The early consensus that emerged: several funding streams need to work in tandem and build off each other, backed by a continually refreshed data set on health workforce availability and accessibility.

WHO Health Workforce Director Jim Campbell laid out the evidence.

A 2017 analysis published in The Lancet estimated that $41-$57 must be spent per person, per year on health by 2030 to achieve SDG 3 in 67 low- and middle-income countries. This investment—as the HEEG Commission found—could provide a 9:1 return on investment, catalyzing global economic growth. The dividend for this investment would be felt especially by women, who make up more than 70% of the global health and social service workforce, compared with less than 40% across all employment sectors.

The potential power of investing in health workers for women was underscored when Hon. Dr. Jean Kalilani, Minister of Gender, Children, Disability, and Social Welfare in Malawi, outlined Malawi’s first National Community Health Strategy, which aims to channel its investment in the health workforce to the front lines in rural and underserved communities where access to health services is hardest to come by.

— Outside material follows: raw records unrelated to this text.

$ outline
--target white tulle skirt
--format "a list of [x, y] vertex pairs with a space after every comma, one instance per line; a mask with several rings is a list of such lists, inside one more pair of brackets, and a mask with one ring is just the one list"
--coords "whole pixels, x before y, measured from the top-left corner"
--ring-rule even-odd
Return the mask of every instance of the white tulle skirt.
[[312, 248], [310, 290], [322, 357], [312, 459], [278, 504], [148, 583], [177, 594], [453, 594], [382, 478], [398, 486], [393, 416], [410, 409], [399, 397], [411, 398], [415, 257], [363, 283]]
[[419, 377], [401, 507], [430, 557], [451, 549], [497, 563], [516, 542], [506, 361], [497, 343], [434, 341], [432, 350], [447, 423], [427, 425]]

USAID’s efforts across global health programming are exploring innovative ways to spur greater and more strategic investment in the frontline health workforce. USAID Acting Assistant Administrator for Global Health Irene Koek outlined the agency’s strategy at last week’s event. Frontline Health Workers Coalition members shared several of their own innovations—many of which are supported by the US government—to bolster domestic, private, and philanthropic sources of health workforce funding.

The framework provides a concrete path forward.

As health workforce advocates, practitioners, policymakers, and thought leaders head to the Fourth Global Forum on Human Resources for Health in Dublin, Ireland, November 13-17, the framework of health workforce plans by all nations, backed by the data they need for better decision making, provides a concrete path forward to ensure healthy and more prosperous communities around the world.

However, as it became patently clear in New York last week, we need to continue to push hard across all sectors and in all countries to procure the upfront investment, and to get it where it’s needed most.